German plastics processors are in pole position because they are meeting the challenges posed by change at different levels. Fakuma will therefore be an outstanding trade show event with forward-looking issues and sustainable solutions. The digital transformation is in full swing – with increasing digitization and automation, companies are creating optimized processes, higher plant availability, more productivity – and ultimately future viability. The transformation from a linear to a circular economy is also a challenge that is anything but trivial: plastics recycling is not just a buzzword, but generates opportunities and markets worldwide. The top issue for plastics processors is the recyclability of their own products on the one hand and the use of recyclates on the other. Here, performance, quality and hygiene requirements must be met in equal measure. At the same time, the industry is struggling in many places with a one-sided negative perception. Julia Große-Wilde, Managing Director of Gesamtverband Kunststoffverarbeitende Industrie e. V. (GKV) makes it clear: “If we want to achieve our climate targets, we can’t do without plastics – we need them for this!”

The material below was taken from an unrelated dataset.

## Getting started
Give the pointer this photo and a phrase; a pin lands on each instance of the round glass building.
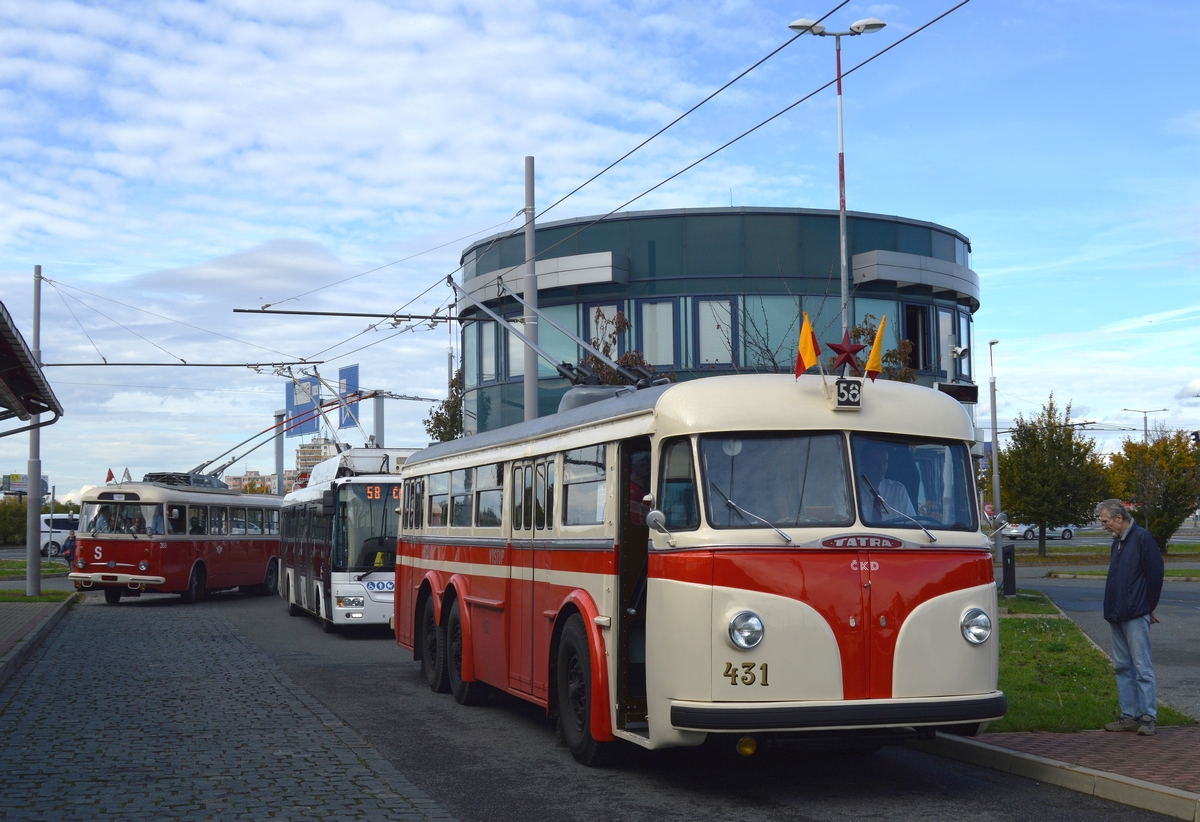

Industry topics: carbon footprint, sustainability, recycling

The main cause of the negative image is the global input of waste into the environment. The GKV, as the voice of the industry and intermediary, is therefore stepping up its dialogue and educational efforts. It is also clear that plastics have ecological advantages, as Julia Große-Wilde points out: “Companies themselves have a vested interest in making their products sustainable. Minimizing production waste or recycling it are not only ecologically but also economically sensible objectives. In addition, they need to think more about the end of life when designing a product,” says the GKV managing director. She notes that the protective function of packaging is rarely perceived or even appreciated. “Packaging plays a major role in making our consumption more sustainable. When spoiled food ends up in the garbage can instead of on the plate, this is more harmful to the climate than the production of the packaging. But in fact, through design for recycling, consistent collection and sorting, and continuous development in both recycling and the use of recyclates, we need to ensure that plastics move more strongly in material flows. That’s the big challenge for our industry and also our society.”

Plastics are indispensable and important products of the future

It is impossible to imagine lightweight construction without the importance of modern plastics, which brings resource savings at various levels – both in the automotive industry and in general mechanical and plant engineering. Fakuma 2021, from October 12 to 16, 2021, will thus once again be the platform for everything and everyone of distinction in industrial plastics processing. Here, new products and technologies are presented as well as trend topics are discussed. As an industry and technology barometer, Fakuma is traditionally the world’s leading trade event on the subject of injection molding and the first port of call when it comes to innovations relating to materials, machines, peripherals, processes and simulation. Until the date of the face-to-face event, Fakuma-Virtuell proves to be a useful tool for professional exchange.